次に、それぞれのレイヤーをR値とG値に変換してチャンネル合成(色→色要素→チャンネル合成)します。

この際、赤のチャンネルには元のレイヤーを、緑のチャンネルには複製したレイヤーを選択肢、青のチャンネルには「マスク値」を選択した上で0を入れましょう。

すると、上のように新しく赤と緑のチャンネルに分かれた画像(場合によって赤+緑の合成色で黄色になることがあります)ができます。アバター名やSDFマップであるなどが分かる名前を付けて保存しましょう。 これで2の手順は終了になります。

手順3:実際にUnityに入れてみよう!

では手順3として、実際にUnityに入れてみましょう。

テクスチャをUnityにインポートし、マスクタイプを「SDF」に設定し、「SDF」と書かれている項目にテクスチャを入れていきましょう。

LODは細かさの度合い、ぼかしは影のぼけ方を制御しています。数値を大きくしすぎると影が消えてしまうため、注意が必要です。

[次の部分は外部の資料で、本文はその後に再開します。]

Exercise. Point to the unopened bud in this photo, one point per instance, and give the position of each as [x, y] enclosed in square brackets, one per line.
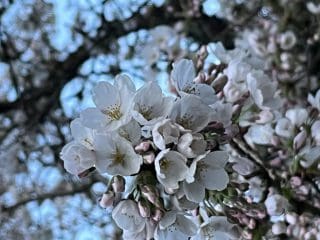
[157, 215]
[201, 78]
[142, 147]
[107, 199]
[149, 194]
[252, 224]
[144, 209]
[299, 140]
[118, 184]
[219, 83]
[291, 218]
[148, 158]
[279, 228]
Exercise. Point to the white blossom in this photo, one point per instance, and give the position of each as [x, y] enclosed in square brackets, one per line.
[82, 134]
[284, 128]
[191, 113]
[114, 103]
[162, 36]
[222, 112]
[175, 226]
[77, 158]
[150, 105]
[115, 155]
[276, 204]
[165, 132]
[183, 75]
[262, 90]
[233, 91]
[131, 131]
[315, 100]
[206, 172]
[309, 155]
[191, 145]
[171, 168]
[150, 54]
[127, 217]
[217, 227]
[297, 116]
[260, 134]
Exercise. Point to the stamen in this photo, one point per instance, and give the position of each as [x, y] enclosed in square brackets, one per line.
[113, 112]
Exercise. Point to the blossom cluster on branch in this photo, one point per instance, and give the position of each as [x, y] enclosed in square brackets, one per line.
[210, 162]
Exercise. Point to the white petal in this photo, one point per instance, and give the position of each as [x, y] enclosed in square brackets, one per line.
[215, 179]
[183, 73]
[191, 113]
[195, 191]
[206, 93]
[93, 118]
[297, 116]
[81, 133]
[127, 217]
[105, 95]
[185, 225]
[123, 81]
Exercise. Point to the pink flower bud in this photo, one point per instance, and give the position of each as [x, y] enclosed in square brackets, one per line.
[144, 209]
[150, 194]
[142, 147]
[157, 215]
[107, 199]
[279, 228]
[118, 184]
[148, 158]
[299, 140]
[295, 181]
[252, 224]
[291, 218]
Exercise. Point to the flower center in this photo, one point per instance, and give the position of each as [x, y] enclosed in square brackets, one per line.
[113, 113]
[185, 121]
[145, 112]
[208, 231]
[164, 164]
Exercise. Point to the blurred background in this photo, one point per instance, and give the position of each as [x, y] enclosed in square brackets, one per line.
[52, 52]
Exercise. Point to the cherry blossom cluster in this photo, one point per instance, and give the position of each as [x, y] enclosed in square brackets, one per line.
[163, 143]
[210, 160]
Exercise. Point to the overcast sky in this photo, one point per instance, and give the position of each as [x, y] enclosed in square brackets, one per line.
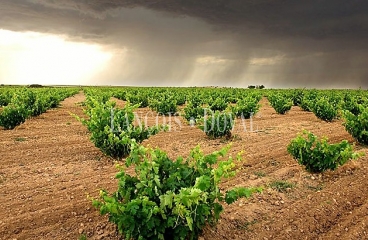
[280, 44]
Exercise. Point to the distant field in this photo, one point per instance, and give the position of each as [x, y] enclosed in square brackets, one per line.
[49, 164]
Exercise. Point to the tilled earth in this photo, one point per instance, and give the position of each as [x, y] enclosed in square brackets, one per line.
[49, 167]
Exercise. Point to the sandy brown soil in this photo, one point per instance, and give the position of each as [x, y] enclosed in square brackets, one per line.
[48, 166]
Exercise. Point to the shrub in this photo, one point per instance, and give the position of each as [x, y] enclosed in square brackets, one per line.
[168, 199]
[324, 110]
[112, 129]
[318, 155]
[280, 103]
[137, 98]
[164, 106]
[218, 104]
[193, 113]
[13, 115]
[357, 125]
[218, 124]
[246, 107]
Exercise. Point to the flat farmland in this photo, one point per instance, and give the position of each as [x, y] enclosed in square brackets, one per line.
[49, 167]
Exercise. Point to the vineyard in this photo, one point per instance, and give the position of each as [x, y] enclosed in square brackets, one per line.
[183, 163]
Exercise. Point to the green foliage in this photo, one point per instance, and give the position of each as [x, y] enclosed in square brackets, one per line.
[112, 129]
[357, 124]
[13, 115]
[318, 155]
[167, 199]
[218, 104]
[193, 113]
[308, 100]
[297, 96]
[281, 186]
[25, 103]
[280, 103]
[164, 105]
[246, 107]
[218, 124]
[324, 110]
[138, 98]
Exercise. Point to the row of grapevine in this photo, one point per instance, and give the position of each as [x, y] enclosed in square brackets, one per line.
[22, 103]
[152, 203]
[113, 130]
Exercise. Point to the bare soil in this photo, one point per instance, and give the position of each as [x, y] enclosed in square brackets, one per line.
[49, 166]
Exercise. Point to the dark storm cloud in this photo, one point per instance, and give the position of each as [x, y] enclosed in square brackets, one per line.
[282, 43]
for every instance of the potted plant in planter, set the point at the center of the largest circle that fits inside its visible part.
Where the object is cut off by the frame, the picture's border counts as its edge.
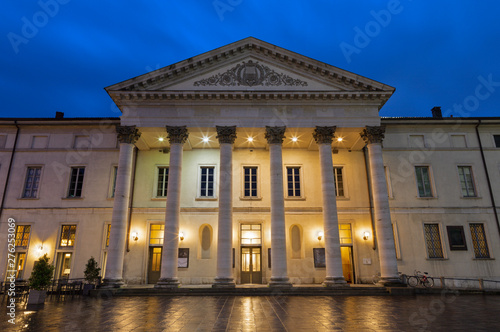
(39, 280)
(91, 275)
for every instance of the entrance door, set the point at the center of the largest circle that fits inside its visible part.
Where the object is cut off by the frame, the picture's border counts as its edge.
(347, 266)
(251, 272)
(154, 266)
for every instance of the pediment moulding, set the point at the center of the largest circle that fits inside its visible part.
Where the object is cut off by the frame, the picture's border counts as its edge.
(250, 46)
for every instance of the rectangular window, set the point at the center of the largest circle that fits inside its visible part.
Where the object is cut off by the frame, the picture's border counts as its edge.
(67, 236)
(433, 241)
(423, 181)
(479, 241)
(466, 181)
(207, 181)
(293, 181)
(497, 140)
(113, 181)
(456, 237)
(76, 182)
(32, 183)
(108, 230)
(338, 179)
(162, 184)
(22, 235)
(250, 181)
(156, 235)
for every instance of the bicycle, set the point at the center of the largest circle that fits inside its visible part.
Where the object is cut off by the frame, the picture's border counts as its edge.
(420, 279)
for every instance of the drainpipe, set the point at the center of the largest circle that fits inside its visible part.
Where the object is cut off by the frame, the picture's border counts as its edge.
(487, 176)
(370, 197)
(8, 171)
(131, 199)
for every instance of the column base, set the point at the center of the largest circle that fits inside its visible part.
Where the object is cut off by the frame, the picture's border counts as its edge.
(390, 282)
(280, 282)
(168, 283)
(112, 283)
(335, 282)
(223, 283)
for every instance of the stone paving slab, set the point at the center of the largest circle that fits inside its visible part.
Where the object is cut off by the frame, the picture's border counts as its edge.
(447, 311)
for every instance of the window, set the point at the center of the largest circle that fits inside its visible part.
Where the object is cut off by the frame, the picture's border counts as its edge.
(76, 182)
(22, 235)
(108, 231)
(293, 181)
(207, 181)
(114, 173)
(67, 236)
(496, 138)
(250, 182)
(479, 241)
(156, 234)
(466, 181)
(456, 237)
(433, 241)
(423, 181)
(162, 184)
(31, 185)
(338, 179)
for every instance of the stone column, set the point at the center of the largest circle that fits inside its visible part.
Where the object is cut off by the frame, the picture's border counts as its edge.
(224, 279)
(168, 278)
(373, 137)
(127, 136)
(334, 275)
(279, 276)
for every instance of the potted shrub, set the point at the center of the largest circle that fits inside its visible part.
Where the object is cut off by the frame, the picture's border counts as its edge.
(91, 273)
(39, 280)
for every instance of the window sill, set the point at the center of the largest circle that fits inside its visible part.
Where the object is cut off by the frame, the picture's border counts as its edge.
(205, 199)
(250, 198)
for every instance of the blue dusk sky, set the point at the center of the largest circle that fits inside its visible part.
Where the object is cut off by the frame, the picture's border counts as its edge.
(59, 55)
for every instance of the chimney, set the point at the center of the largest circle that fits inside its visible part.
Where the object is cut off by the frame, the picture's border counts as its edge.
(436, 112)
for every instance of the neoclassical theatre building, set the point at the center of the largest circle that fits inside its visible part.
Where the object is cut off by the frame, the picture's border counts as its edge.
(251, 164)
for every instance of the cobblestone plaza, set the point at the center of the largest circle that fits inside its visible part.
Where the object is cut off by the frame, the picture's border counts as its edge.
(445, 312)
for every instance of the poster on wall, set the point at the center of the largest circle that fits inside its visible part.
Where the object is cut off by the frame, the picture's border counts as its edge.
(319, 257)
(183, 259)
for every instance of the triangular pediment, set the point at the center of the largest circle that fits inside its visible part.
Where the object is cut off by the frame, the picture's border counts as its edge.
(250, 65)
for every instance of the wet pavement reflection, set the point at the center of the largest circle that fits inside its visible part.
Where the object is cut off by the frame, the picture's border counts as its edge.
(446, 312)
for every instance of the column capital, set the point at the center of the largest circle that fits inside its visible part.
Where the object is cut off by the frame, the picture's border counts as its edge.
(324, 135)
(127, 134)
(177, 134)
(373, 134)
(275, 135)
(226, 134)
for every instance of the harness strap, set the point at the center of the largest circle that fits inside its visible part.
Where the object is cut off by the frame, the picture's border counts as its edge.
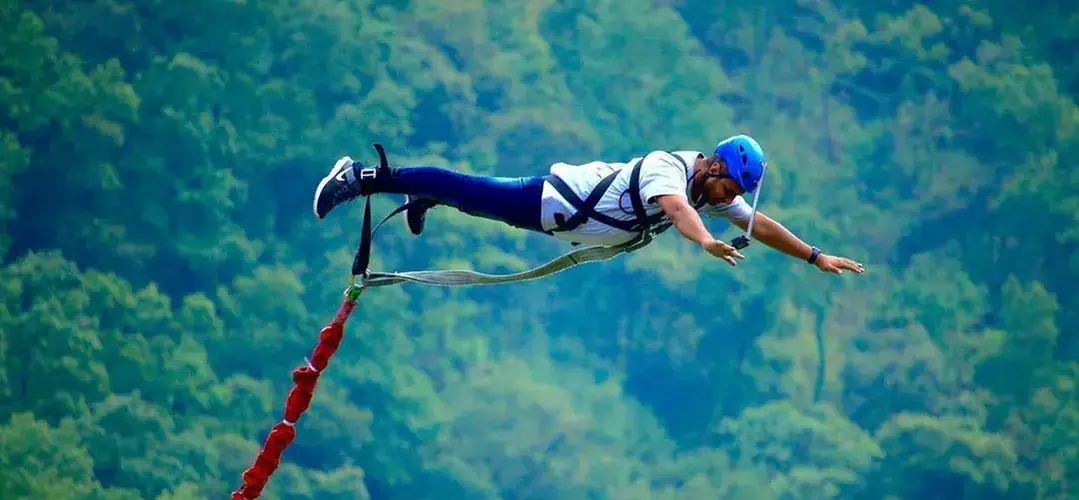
(586, 208)
(463, 276)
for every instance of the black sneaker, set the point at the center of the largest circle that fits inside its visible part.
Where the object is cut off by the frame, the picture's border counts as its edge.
(343, 184)
(417, 213)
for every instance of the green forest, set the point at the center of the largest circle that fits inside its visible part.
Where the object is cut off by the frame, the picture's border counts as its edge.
(161, 272)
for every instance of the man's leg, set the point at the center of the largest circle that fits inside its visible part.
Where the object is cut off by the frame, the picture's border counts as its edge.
(511, 200)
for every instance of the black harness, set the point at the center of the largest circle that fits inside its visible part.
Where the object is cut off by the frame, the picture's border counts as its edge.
(642, 224)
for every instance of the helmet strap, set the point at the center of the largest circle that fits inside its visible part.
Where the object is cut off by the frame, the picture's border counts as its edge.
(756, 197)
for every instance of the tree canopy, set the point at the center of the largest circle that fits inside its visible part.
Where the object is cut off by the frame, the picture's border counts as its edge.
(162, 272)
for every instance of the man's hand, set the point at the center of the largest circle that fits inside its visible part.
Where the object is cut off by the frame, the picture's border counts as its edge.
(836, 265)
(723, 251)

また、一発で行くことは難しいため、根気強く1の手順に戻り調整する必要もあります。今回のガイドで紹介したテクスチャはあくまでも一例なため、好みの影やハイライトになるように設定するのがオススメです。

注意点として、首元のマテリアルの切れ目で影の境界線ができてしまうケースがあります。場合によっては、身体自体の影の調整でごまかすことも可能ですが、難しい場合は身体側でもSDFテクスチャを作成することで対応が可能です。

SDFマップは光や影の当て方をよりリッチにする技術です。アバターの高見えするワールドでは光源もしっかり設定されていることも多くあるので、活かせたら効果抜群のはず。ぜひ気になる人はチャレンジしてみてください。